While film is not always as intimate or exciting as live performance, Wilson said she has found that the medium can sometimes allow for more intimacy.
"I found that with the obsession with training actors to project in this country and throughout the world, this projection eradicates the opportunity for intimacy," she said. "The combination of the intimacy I tried to create in plays and the breadth of image made it difficult for me to bring my work to fruition. I found in film that intimacy and image are incredibly easy to do."
Once the performance is preserved on celluloid, actors don't have to worry about maintaining a consistent energy level every night, she said. "What's beautiful about film is you capture the actor on film and you've captured the performance, and you don't have to sit in the back of the theater praying and hoping that the actors will be present for the moment," she said.
Wilson said she does not have to wrestle for creative control because of the chemistry she has with Shainberg. "I love working with him for many, many reasons. We share a similar sense of humor," she said. "Also, he allows me to write the way I like to write. That in itself is a gift."
Previously an associate professor at Duke University, Wilson was hired in 2003 as a tenured professor in the Literary Arts Program to co-direct the Graduate Program in Dramatic Writing.

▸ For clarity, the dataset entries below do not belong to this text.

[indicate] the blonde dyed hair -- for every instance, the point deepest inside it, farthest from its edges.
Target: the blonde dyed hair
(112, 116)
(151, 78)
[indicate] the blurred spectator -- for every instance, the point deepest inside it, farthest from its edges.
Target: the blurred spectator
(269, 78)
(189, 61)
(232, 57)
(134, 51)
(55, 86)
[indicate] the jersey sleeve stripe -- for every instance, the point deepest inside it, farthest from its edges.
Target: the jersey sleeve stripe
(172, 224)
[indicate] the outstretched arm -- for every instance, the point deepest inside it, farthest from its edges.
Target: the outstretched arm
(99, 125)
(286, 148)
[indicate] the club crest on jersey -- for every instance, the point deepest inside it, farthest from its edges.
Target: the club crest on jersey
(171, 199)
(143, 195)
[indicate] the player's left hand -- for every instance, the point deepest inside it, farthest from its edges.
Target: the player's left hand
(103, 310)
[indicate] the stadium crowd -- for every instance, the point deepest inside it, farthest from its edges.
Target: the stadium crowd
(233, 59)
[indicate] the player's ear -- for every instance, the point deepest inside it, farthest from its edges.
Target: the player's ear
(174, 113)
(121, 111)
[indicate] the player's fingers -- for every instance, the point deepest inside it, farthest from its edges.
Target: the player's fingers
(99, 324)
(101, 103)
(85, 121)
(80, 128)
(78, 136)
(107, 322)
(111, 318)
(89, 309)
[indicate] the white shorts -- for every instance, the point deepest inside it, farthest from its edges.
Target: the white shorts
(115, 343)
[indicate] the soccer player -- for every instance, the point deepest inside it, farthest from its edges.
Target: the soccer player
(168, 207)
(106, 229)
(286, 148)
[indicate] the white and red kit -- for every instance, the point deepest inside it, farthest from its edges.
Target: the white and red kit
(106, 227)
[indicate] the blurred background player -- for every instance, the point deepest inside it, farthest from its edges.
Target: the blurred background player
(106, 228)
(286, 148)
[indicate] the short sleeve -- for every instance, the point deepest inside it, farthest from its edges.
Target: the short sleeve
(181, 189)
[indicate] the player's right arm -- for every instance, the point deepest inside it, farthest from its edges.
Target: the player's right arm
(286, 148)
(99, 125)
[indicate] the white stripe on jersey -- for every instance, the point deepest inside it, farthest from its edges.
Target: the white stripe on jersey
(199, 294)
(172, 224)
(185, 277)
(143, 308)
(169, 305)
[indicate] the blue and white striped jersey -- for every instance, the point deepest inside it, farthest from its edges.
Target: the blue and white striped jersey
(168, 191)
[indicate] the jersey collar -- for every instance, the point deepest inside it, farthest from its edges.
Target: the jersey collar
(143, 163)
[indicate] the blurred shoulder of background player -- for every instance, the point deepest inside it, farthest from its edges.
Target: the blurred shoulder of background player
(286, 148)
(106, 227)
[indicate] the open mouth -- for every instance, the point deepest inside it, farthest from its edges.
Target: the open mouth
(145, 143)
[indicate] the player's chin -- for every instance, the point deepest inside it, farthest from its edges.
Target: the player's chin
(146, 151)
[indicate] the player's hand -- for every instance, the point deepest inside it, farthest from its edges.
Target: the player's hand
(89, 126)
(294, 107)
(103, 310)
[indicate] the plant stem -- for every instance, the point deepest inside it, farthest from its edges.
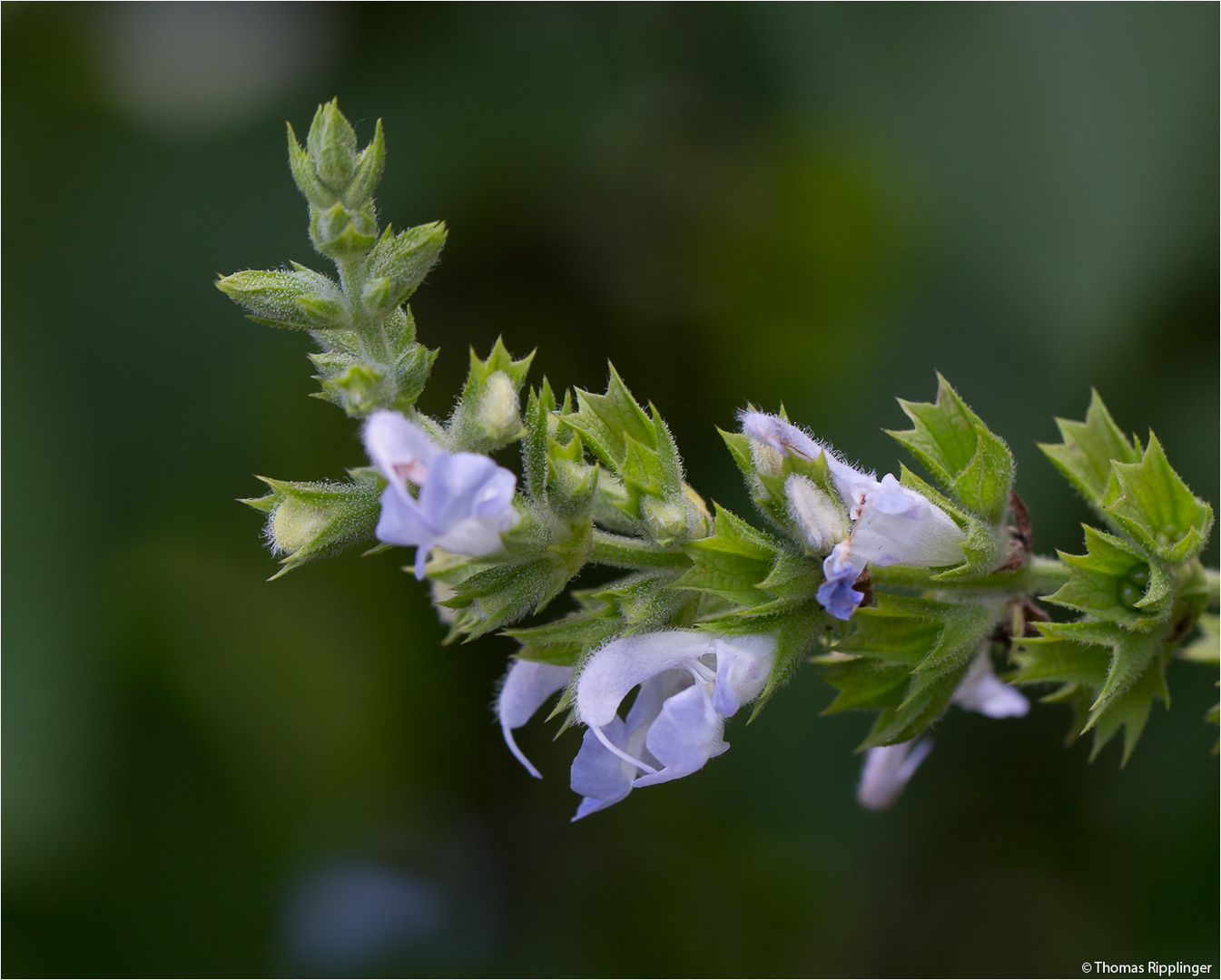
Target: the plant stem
(632, 553)
(1039, 577)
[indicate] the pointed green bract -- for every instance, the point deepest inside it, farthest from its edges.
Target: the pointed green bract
(487, 415)
(864, 683)
(1087, 450)
(541, 554)
(1131, 653)
(931, 642)
(733, 563)
(639, 450)
(982, 547)
(312, 520)
(1117, 581)
(954, 445)
(1150, 502)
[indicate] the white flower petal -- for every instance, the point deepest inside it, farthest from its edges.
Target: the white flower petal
(685, 735)
(887, 771)
(527, 686)
(898, 526)
(597, 773)
(818, 515)
(984, 692)
(618, 667)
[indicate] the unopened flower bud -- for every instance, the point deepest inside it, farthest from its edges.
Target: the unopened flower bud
(820, 516)
(665, 520)
(497, 410)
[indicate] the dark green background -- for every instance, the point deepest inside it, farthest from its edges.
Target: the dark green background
(811, 204)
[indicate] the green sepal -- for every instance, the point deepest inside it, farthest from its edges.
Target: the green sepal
(633, 604)
(540, 555)
(305, 176)
(340, 233)
(797, 629)
(487, 415)
(733, 563)
(318, 519)
(962, 454)
(891, 632)
(640, 452)
(1131, 653)
(1087, 450)
(368, 171)
(297, 299)
(1117, 581)
(1129, 710)
(1152, 503)
(863, 682)
(331, 144)
(1047, 659)
(399, 262)
(1204, 648)
(933, 641)
(922, 706)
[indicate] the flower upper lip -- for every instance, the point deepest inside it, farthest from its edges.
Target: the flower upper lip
(891, 524)
(466, 499)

"She's a real asset to the program and an incredible teacher, and we all learned a lot from her," said Sam Marks, a 2006 graduate of the M.F.A. program in playwriting, who was recently named the first recipient of the John C. Russell '91 Fellowship in Literary Arts. Marks is currently a visiting lecturer in playwriting at Harvard University.
"I feel like I learned, essentially, what it means to be a writer from her, in terms of habits, honesty, discipline and imagination," he said. "I think her plays are these really vivid, imaginative, creative, daring, difficult at times, pieces."
Wilson's current projects include an adaptation of the 2003 French film "Nathalie," which tells the story of a woman who hires a prostitute to see if her husband is committing adultery, and a remake of "The Hunger," a 1983 film about lesbian vampires.
Wilson will be living in Santa Monica with actor J.C. MacKenzie and their 2-year-old son for the remainder of the academic year and could not comment on whether she'll be returning to Brown next fall. Despite her uncertainty, she stressed the value of teaching.
"I would say that the life of a writer goes hand in hand with that of a professor," she said. "It always helps my writing to be teaching. It's great to focus on other people's scripts and that's an incredible balance that I have been lucky to have."